Our discussion breaks down as follows:

  1. Trophic Pyramids
  2. Food Chains
  3. Food Webs

1. Trophic Pyramids

Trophic levels in an ecosystem are essentially the hierarchy of feeding and trophic interactions, including the transfer of energy, carbon, and nutrients from one organism to another.

The trophic pyramid (below) illustrates how energy is passed from one level to the next. While this pyramid only shows up to the level of tertiary consumers, it is possible for there to be a maximum of six trophic levels in an ecosystem.

Primary producers transform energy from sunlight into biologically-useful energy or sugars. Primary productivity is the rate at which producers can obtain energy from sunlight, and it is dependent on sunlight, temperature, and moisture.

did you know
Of the sunlight that reaches Earth's surface, less than 1% is converted into energy through photosynthesis.

The energy captured by primary producers is then moved up the trophic pyramid as higher-level consumers eat organisms from the levels below it.

Secondary productivity is the rate at which consumers convert organic material into biomass. In this sense, biomass describes the dry mass of organic material in an organism, and this can be used for energy. However, secondary productivity introduces no new energy into the system. It is entirely dependent on what was produced by primary productivity.

Trophic Pyramid

As shown in the percentages in the diagram above, as energy moves up the pyramid, only 10% of energy from the previous level is captured. The other 90% is lost as metabolic heat, due to inefficient energy transfer. This loss of energy going up the pyramid is what limits the maximum number of trophic levels to six. There is not enough energy to sustain any higher level.

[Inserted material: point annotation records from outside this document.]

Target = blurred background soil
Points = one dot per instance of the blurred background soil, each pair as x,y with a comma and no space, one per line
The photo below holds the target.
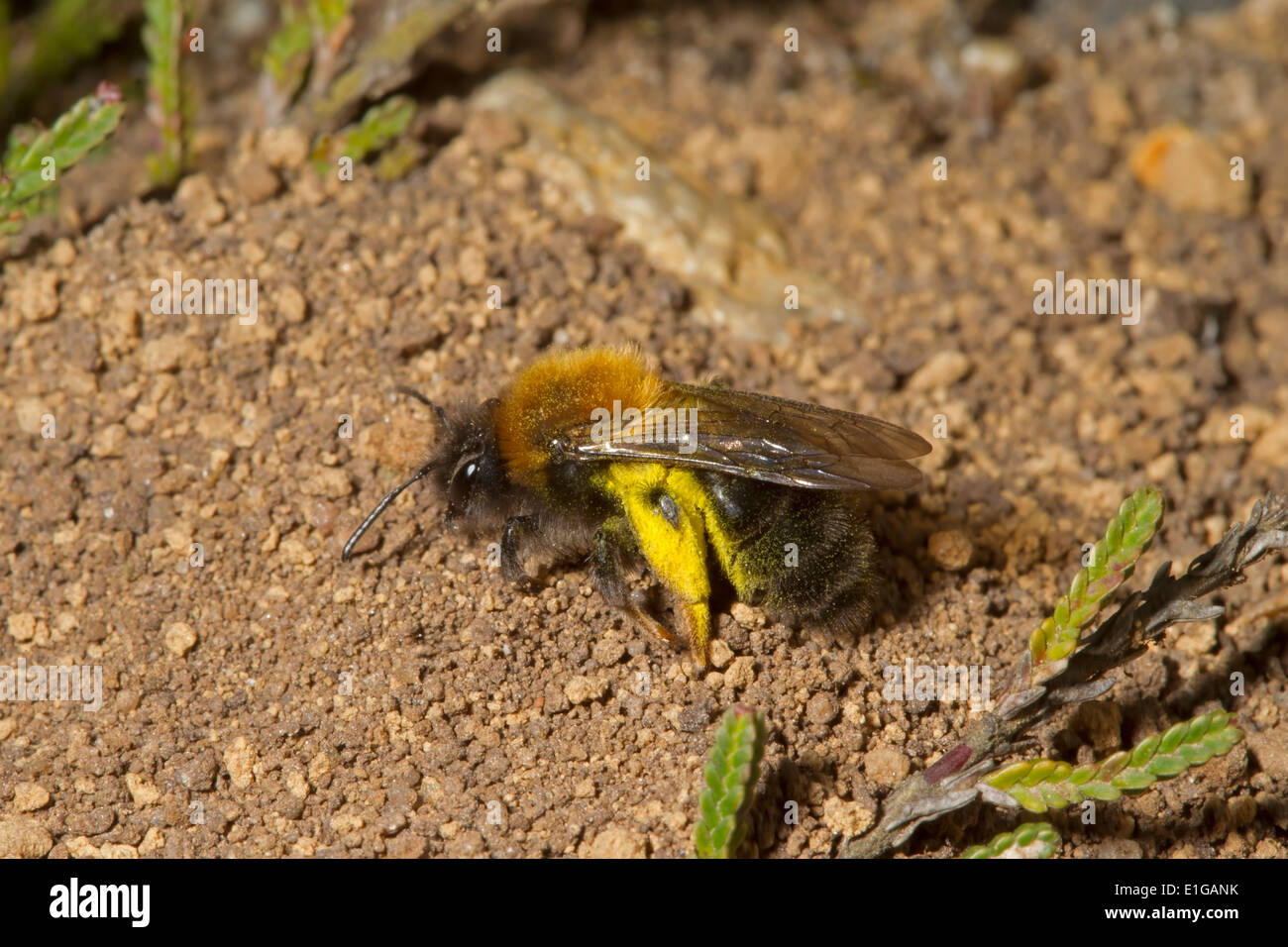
275,701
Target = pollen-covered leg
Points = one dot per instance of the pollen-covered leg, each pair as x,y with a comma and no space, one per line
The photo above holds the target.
610,541
669,531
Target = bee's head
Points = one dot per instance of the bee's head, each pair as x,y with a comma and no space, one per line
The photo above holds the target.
465,467
467,464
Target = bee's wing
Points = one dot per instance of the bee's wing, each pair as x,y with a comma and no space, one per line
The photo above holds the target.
765,438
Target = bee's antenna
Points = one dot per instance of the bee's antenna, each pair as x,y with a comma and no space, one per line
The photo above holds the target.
380,508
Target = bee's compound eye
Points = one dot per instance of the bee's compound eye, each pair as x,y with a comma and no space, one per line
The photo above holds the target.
669,510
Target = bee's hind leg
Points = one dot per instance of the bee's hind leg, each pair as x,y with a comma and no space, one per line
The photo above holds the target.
613,536
511,567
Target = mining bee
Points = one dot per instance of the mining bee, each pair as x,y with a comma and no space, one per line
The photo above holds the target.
686,479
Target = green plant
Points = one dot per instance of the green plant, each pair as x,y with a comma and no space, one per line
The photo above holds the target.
162,34
1113,560
1065,664
34,158
380,125
1030,840
730,777
1042,785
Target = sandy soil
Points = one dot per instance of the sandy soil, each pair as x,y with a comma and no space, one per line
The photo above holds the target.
274,701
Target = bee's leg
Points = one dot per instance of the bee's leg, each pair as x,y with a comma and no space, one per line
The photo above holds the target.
613,536
511,567
669,531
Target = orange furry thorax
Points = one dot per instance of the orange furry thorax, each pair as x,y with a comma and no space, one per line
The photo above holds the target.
562,389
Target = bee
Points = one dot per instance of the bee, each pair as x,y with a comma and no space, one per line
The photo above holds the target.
591,451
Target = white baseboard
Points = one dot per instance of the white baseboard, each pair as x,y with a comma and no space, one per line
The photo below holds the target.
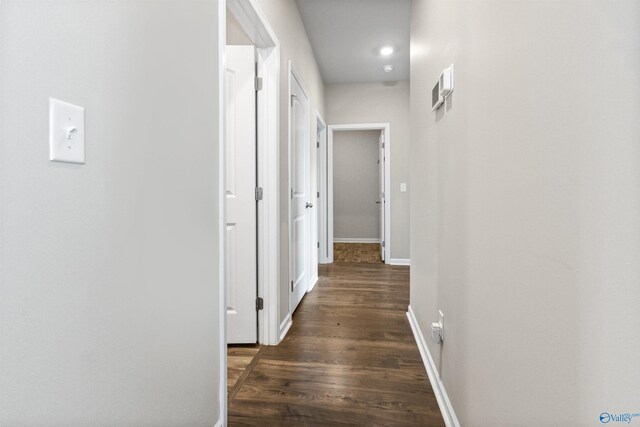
312,283
284,326
444,403
356,240
399,261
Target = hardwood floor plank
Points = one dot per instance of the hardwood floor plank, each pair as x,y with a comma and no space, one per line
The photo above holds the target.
349,359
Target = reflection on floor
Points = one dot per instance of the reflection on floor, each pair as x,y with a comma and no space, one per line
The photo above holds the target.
368,253
349,359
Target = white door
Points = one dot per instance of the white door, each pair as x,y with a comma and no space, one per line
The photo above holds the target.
240,185
301,201
381,201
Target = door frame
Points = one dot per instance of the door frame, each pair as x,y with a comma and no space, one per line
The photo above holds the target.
328,191
252,19
293,73
322,189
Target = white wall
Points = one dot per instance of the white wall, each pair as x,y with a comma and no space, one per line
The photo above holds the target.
109,280
377,103
284,18
356,184
526,204
236,35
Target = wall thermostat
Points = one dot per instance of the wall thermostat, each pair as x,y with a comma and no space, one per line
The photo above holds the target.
442,89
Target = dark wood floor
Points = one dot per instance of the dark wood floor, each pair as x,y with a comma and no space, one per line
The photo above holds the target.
349,359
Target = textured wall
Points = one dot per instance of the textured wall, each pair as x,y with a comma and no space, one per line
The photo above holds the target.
109,280
525,206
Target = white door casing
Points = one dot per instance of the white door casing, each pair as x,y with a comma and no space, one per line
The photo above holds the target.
240,184
386,184
381,195
301,202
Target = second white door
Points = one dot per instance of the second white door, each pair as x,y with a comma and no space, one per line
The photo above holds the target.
301,200
240,185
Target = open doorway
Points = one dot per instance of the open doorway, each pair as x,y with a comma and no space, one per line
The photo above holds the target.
357,190
250,183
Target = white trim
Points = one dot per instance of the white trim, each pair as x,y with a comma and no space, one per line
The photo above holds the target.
356,240
222,303
444,403
293,74
285,326
313,283
252,19
322,188
386,128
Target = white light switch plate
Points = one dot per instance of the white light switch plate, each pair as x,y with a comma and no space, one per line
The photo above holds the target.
66,132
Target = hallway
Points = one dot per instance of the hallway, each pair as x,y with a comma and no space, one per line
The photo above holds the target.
349,359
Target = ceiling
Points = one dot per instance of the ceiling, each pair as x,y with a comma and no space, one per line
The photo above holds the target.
346,36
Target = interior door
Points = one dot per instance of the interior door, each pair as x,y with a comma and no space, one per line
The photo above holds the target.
381,198
240,185
301,201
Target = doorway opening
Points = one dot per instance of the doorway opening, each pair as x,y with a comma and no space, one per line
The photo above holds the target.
302,272
249,183
357,196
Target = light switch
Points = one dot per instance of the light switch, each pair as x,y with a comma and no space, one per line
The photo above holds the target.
66,132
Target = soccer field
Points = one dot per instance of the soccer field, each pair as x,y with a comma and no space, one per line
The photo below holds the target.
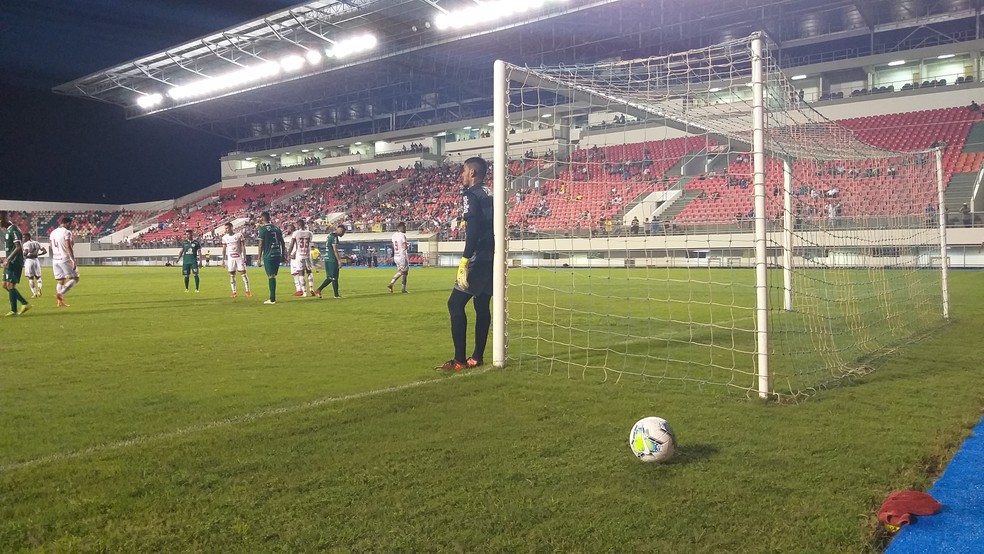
146,419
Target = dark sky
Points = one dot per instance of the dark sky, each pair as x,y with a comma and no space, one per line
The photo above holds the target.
59,148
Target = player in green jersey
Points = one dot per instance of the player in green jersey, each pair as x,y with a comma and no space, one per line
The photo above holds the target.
332,261
13,264
191,258
272,250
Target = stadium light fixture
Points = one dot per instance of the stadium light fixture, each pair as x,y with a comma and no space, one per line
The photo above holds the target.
225,82
487,11
292,63
148,101
352,45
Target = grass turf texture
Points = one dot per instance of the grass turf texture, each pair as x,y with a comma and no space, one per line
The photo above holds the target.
145,419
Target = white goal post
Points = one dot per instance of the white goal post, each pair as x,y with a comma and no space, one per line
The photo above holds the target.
837,276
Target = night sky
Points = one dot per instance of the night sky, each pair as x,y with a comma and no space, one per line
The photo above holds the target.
59,148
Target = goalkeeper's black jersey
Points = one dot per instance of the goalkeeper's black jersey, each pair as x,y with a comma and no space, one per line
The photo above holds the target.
477,213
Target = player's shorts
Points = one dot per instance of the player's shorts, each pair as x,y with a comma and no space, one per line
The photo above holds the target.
402,263
271,264
331,268
32,268
236,264
479,279
12,273
64,270
304,263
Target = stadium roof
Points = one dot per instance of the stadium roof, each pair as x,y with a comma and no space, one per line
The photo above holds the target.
298,75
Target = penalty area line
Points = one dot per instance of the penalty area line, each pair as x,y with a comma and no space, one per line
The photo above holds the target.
228,422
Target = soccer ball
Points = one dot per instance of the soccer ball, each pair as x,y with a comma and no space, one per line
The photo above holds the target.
652,440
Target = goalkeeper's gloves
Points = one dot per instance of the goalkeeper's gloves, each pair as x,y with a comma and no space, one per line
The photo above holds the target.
462,278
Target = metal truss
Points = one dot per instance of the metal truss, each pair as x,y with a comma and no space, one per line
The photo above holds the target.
418,75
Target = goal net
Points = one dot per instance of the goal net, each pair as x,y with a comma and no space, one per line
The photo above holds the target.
692,218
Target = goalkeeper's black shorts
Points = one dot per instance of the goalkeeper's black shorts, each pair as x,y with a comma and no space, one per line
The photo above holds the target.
479,279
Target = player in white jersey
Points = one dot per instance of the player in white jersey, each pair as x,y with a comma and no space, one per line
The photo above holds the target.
401,256
301,264
234,253
32,265
293,263
63,261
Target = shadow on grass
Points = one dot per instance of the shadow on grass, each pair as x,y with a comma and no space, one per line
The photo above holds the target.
690,453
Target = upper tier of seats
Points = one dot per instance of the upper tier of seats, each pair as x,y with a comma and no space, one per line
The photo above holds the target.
596,185
868,188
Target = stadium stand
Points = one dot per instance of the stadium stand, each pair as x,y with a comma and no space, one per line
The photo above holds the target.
860,187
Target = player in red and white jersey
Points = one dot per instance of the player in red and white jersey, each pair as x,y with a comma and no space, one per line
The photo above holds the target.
63,261
32,264
301,264
401,256
234,253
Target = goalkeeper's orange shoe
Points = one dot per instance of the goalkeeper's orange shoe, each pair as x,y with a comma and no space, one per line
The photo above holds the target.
451,365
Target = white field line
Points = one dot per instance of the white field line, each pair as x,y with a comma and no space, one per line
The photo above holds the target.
226,422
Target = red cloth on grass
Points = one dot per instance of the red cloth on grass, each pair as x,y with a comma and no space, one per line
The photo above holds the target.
900,506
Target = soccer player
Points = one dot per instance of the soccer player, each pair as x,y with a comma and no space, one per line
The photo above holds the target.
234,253
299,252
13,264
401,256
474,277
32,265
63,262
191,258
271,253
332,261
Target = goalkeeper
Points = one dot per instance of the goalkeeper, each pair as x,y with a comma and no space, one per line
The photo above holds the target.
474,278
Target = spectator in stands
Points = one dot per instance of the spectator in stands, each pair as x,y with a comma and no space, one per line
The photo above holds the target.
931,215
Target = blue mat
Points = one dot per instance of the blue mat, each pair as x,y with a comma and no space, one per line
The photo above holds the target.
959,527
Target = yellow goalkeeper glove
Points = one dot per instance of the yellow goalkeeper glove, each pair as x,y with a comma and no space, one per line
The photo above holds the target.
462,278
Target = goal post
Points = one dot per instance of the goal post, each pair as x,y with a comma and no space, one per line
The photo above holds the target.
621,187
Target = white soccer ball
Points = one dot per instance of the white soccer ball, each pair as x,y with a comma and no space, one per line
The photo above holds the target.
652,440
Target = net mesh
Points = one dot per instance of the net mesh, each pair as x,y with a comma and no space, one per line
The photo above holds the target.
631,210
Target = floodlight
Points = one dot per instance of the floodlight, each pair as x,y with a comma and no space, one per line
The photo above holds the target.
148,101
352,45
488,11
292,62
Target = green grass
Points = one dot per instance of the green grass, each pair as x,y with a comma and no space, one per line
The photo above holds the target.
145,419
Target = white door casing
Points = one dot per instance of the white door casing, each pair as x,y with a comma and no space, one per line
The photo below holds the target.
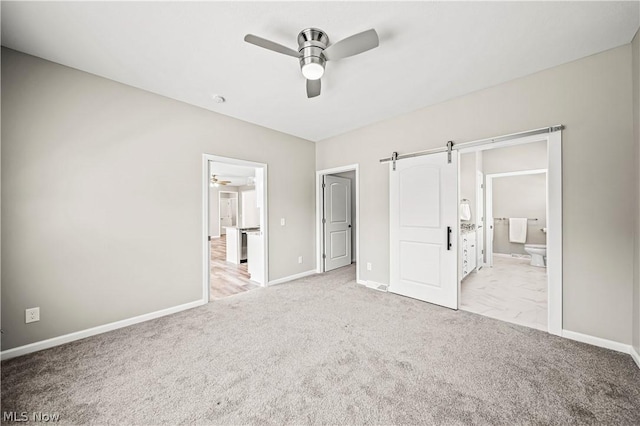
424,228
337,222
480,219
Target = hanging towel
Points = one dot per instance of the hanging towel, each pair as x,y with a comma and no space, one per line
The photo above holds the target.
518,229
465,211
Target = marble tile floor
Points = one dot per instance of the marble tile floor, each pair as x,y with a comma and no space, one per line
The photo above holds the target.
512,291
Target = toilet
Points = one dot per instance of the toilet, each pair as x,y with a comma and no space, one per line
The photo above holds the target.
538,254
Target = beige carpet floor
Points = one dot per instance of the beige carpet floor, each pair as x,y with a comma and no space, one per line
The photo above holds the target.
324,350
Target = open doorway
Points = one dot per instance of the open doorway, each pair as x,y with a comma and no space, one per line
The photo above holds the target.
235,226
504,212
337,218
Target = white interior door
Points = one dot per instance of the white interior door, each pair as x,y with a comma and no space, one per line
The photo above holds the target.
424,229
337,222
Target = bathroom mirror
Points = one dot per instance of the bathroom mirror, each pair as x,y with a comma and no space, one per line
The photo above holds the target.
465,209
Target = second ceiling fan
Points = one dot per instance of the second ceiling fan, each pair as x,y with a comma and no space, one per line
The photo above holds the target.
314,50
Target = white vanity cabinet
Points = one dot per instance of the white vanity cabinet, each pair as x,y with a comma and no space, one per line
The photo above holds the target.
468,252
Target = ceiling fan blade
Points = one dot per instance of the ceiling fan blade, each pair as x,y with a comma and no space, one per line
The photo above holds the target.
271,45
353,45
313,88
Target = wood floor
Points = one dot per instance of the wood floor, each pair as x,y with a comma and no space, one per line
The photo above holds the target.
227,278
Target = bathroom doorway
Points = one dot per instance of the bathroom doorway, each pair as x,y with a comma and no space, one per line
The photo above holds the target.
504,269
235,221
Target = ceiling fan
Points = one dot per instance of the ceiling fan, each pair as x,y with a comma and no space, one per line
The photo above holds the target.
217,182
314,50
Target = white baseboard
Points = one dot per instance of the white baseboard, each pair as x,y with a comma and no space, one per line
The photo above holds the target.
597,341
61,340
376,286
293,277
635,355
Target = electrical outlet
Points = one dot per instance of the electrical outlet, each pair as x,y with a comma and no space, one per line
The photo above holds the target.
31,315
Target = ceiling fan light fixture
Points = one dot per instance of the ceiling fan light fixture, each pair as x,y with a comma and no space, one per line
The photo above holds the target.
312,71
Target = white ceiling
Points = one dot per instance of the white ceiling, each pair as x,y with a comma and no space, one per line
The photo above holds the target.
429,51
237,175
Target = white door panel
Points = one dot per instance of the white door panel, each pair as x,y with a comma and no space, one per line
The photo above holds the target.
337,226
424,231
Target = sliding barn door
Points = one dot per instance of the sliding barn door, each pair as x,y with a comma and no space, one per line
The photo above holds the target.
424,228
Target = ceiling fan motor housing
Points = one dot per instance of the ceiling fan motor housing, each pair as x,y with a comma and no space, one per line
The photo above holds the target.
312,43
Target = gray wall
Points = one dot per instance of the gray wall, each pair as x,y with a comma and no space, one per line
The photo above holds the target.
102,198
592,97
352,177
519,196
636,136
529,156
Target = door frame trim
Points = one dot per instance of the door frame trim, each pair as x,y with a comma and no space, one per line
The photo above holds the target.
554,218
264,213
319,238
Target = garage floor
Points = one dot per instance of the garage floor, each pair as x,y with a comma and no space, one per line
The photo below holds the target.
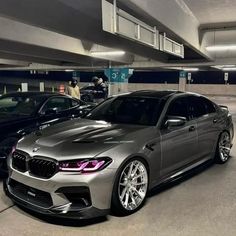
205,204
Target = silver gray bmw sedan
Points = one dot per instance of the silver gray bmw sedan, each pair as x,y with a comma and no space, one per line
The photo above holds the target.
113,156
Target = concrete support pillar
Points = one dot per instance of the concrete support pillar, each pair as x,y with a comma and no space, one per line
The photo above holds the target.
182,81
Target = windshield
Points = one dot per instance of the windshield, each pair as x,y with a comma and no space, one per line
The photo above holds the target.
19,105
128,110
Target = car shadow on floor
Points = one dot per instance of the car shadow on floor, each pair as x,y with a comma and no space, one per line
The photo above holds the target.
82,223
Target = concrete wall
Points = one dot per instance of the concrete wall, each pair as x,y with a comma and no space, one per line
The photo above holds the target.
207,89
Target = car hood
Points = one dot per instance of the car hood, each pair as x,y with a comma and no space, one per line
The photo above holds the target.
79,138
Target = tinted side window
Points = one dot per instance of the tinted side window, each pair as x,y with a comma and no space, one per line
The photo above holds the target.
74,103
200,106
58,103
178,107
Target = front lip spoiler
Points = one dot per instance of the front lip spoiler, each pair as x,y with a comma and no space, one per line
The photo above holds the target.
64,211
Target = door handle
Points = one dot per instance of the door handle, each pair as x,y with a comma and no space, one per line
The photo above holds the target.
150,146
192,128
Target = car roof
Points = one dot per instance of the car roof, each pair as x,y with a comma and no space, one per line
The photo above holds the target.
154,94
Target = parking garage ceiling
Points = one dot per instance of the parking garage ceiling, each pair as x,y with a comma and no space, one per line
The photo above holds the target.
62,33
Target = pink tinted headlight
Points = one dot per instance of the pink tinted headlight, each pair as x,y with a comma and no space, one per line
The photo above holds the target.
84,165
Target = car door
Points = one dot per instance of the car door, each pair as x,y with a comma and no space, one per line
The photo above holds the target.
178,144
204,113
57,109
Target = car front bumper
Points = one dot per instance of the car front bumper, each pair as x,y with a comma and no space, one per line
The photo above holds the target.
66,195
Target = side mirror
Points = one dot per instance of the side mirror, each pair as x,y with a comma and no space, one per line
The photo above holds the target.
175,121
51,111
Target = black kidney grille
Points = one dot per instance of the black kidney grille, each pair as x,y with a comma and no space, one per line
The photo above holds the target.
31,195
42,168
19,161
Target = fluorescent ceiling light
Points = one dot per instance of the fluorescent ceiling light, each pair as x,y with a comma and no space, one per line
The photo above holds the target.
69,70
183,68
191,69
223,67
220,48
108,53
229,69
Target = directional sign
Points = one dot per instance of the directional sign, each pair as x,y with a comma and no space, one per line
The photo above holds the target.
118,75
182,74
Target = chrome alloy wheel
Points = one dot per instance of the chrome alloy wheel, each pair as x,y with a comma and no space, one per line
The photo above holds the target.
133,185
224,146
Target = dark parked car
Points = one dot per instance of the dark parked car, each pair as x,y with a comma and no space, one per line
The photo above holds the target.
112,157
87,93
22,113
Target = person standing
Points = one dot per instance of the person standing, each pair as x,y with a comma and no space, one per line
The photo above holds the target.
100,92
73,89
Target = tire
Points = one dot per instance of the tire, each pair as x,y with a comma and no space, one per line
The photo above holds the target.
223,148
129,192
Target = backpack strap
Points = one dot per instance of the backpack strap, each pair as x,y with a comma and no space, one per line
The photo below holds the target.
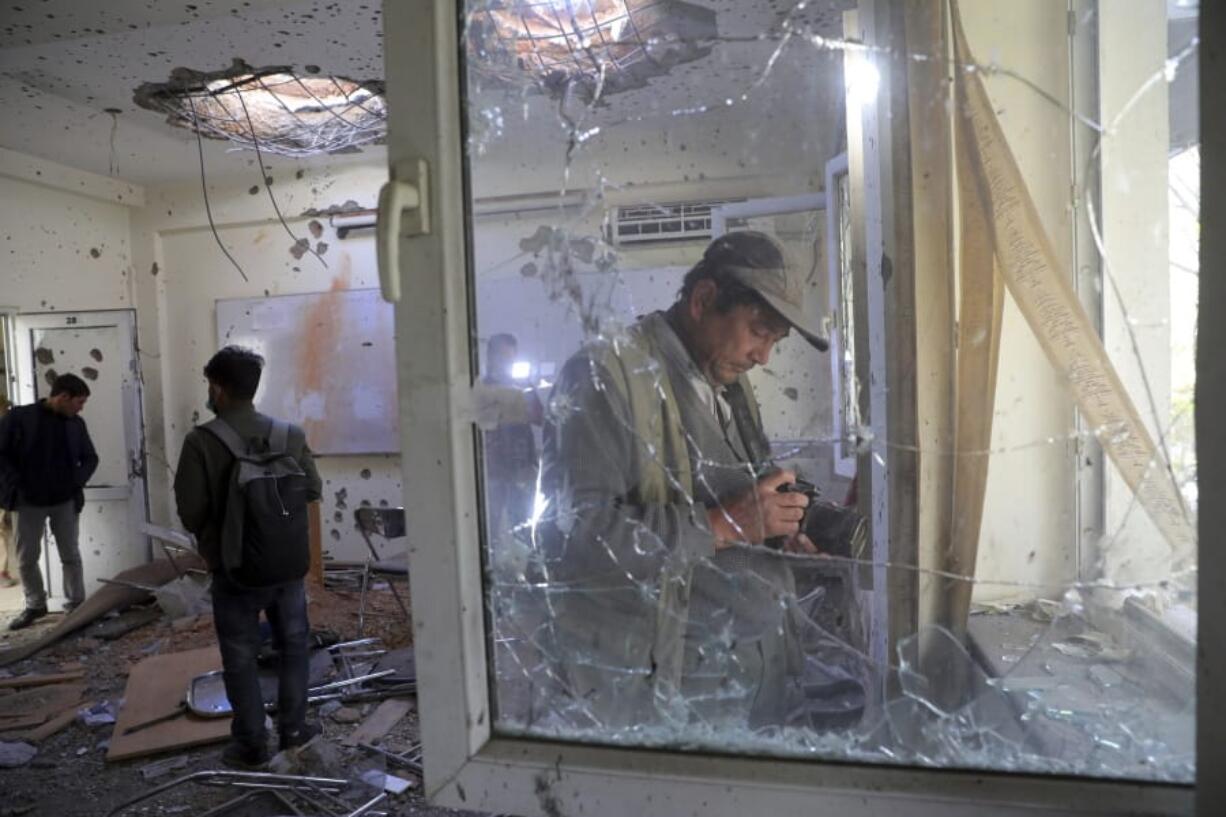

It is important to note that it is far more energy efficient for humans to consume organisms at lower trophic levels, like primary producers, than at the higher levels.

2. Food Chains

Food chains are representations of who eats whom in an ecosystem. This diagram demonstrates how trophic levels help us distinguish between types of organisms.

Food Chain

1. Primary Producer: The plant in the chain is a primary producer, also known as the primary trophic level. On land, primary producers are usually plants, while in the oceans they can be plankton, photosynthetic bacteria, and unicellular algae.
2. Primary Consumer: The worm could be considered both a primary consumer because it is eating the plant, or a decomposer because it is recycling dead biomass from the plant. In this case, it is considered a primary consumer, so it is part of the second trophic level.
3. Secondary Consumer: The secondary consumer in this food chain is the turtle, and it is the third trophic level.
4. Tertiary Consumer: Finally, at the top, the eagle is the tertiary consumer.
5. Decomposer: The eagle will eventually die and be consumed by decomposers, such as bacteria, which will transform it into nutrients to begin the chain again.

In general, most predators consume prey that is smaller than they are, so as one goes up the food chain, organisms get larger and larger. Also, the larger the organism, the more space is required for that organism to find food, which results in lower population numbers at higher levels of the food chain.

3. Food Webs

Food webs, like the one shown below, are diagrams of trophic interactions. They essentially diagram ways that organisms obtain energy from other organisms. The majority of food webs are quite complex and involve many organisms and relationships.

Food Web

This food web shows that the primary producers are at the first trophic level. The primary consumers represent the second trophic level, and the secondary consumers are part of the third trophic level.

Today we learned about trophic levels, as illustrated in a trophic pyramid, which show the hierarchy of feeding and energy transfer in an ecosystem. We also learned about food chains and food webs, which are other ways to diagram trophic interactions in an ecosystem.